A Former Student-Athlete in the Real World

Sean Salomons ’19 recalls ‘some of the best years of my life’
By Andrew Capitelli

Sean Salomons ’19 has fond memories of his time as a two-sport athlete at the Brooklyn Campus and is thankful for the unique perspective that being a student-athlete gave him.

“As a member of the men’s basketball and volleyball teams, I began to see other people’s perspectives and understand how they think,” he said. “When you branch out into professional life, it’s about the bigger picture and what’s best for the group.”

Post-graduation, Mr. Salomons leveraged his experience to forge a career in coaching, serving as head coach of the Brooklyn Campus men’s volleyball team and director of player development at Supreme Basketball NYC – an AAU program for boys in grades 4-12.

A headshot picture of Sean Salomons

“We wanted to do something similar but expand on the academic side of AAU basketball, focusing on students’ grades and ultimately trying to help them play college basketball,” Mr.
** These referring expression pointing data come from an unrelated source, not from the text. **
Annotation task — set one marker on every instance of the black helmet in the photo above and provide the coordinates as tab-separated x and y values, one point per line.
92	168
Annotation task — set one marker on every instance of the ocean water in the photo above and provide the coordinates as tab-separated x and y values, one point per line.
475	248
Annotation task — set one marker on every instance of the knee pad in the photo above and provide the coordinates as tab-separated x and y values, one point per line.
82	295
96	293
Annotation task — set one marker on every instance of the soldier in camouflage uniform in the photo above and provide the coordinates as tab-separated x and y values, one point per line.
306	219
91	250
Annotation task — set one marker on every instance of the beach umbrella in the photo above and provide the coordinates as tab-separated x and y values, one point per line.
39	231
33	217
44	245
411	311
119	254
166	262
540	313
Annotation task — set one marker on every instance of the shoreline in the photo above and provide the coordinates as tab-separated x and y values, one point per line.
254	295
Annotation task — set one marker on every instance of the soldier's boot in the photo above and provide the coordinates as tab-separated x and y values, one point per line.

Salomons said.

Most AAU programs focus strictly on the basketball side of college preparation: skill development, games and tournaments. But Mr. Salomons – who knows a thing or two about being a student-athlete – saw the value in stressing academic focus.

“We have regular GPA check-ins with student-athletes, and from there we work with a number of different resources to make sure they get help if they need it,” he said. “We also help them prepare for regents, SATs and ACTs.

“There are far fewer programs that emphasize academics as we do. But we also help on the recruiting side, helping families understand the process. I think that level of care sets us apart from other AAU programs,” he added.

Supreme Basketball’s emphasis on academics and recruiting dovetails nicely with Mr. Salomons’ role at St. Joseph’s, where he is heavily involved in ensuring student-athlete eligibility.

His alumni status, insight as a player development director and experience as a former student-athlete have paid dividends since becoming the men’s volleyball team head coach in 2020.

“As a younger coach, a parent will sometimes have questions about your life experience and how you’re going to take care of their son,” he said. “Ultimately, you’re trying to sell them on being a part of a team and the St. Joseph’s family. Being an alumnus helps because you know a lot of professors by name, you know the programs and how they operate, and you know what to expect as a student-athlete.”

Mr. Salomons insists it’s important for alumni to give back to the University.

“Alumni should aim to be present,” he said. “Put your name out there – contact the alumni association, join SJNYConnect, be a mentor, whatever you can do, just be available.”